Preparar adecuadamente a nuestros profesionales y hacer que estén siempre al corriente de las mejoras en su profesión, de la última tecnología y de las tendencias que les afectan en su desempeño hará que se sientan más cómodos y, a la vez, más motivados. La seguridad que alcanza un profesional cuando sabe que puede desenvolverse mejor gracias a sus conocimientos es muy importante para incrementar las ventas.

Seleccionar la formación

No toda la formación es igual de útil para un comercial, existe una oferta muy amplia en el mercado, por lo que no debe resultar demasiado complicado dar con la más acertada, y conseguir también que resulte interesante y atractiva para la persona que la recibirá.
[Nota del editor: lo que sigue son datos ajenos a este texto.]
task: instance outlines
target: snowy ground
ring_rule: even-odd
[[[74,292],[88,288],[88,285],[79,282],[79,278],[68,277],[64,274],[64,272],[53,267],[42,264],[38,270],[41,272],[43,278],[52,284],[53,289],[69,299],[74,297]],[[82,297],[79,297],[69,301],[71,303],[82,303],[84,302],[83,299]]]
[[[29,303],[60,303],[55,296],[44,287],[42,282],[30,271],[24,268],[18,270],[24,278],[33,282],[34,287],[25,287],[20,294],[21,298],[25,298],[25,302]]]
Hay que tener en cuenta muchas variables si lo que buscamos, además de formar a un profesional, es motivarle.

Estas son algunas de las claves que no debemos perder de vista:

–          Determinar las necesidades formativas del alumno

–          Tener en cuenta la calidad de la formación

–          Evaluar los programas formativos antes de decidir

–          Estimular la implicación de los directores comerciales y jefes de equipo en la formación

–          Favorecer la realización de la formación en horarios que se ajusten al alumno

–          No imponer la formación y dejar elegir al comercial, ofrecerla como un valor añadido

–          Formar de manera periódica y no puntual

–          Habituar a los comerciales en la renovación de su formación

Hay que pensar siempre que la formación favorece a todos, tanto a los comerciales que la reciben, como a la empresa que se la proporciona, puesto que se consigue tener mejores profesionales en plantilla y optimizar su trabajo.

Mejoras en el absentismo y la rotación

No hay duda de que la motivación consigue un desarrollo profesional mucho mejor, y que éste se traduce siempre en mejores resultados. Además consigue que nuestros comerciales se sientan más cómodos y seguros, como hemos comentado antes, y por tanto se genere un vínculo y un sentimiento de pertenencia a la empresa. Con esto la compañía puede reducir sensiblemente su tasa de rotación, que suele ser bastante elevada en el área comercial.

Del mismo modo, otra de las ventajas que aporta la formación como elemento de motivación, es su capacidad para minimizar el absentismo, ya que unos vendedores contentos no se ausentarán de sus puestos de trabajo salvo en casos de verdadera necesidad. Los beneficios de formar de manera habitual a los profesionales son múltiples, y aunque en muchas ocasiones se opte por otras vías para motivar e incentivar, no debemos descartar nunca esta opción.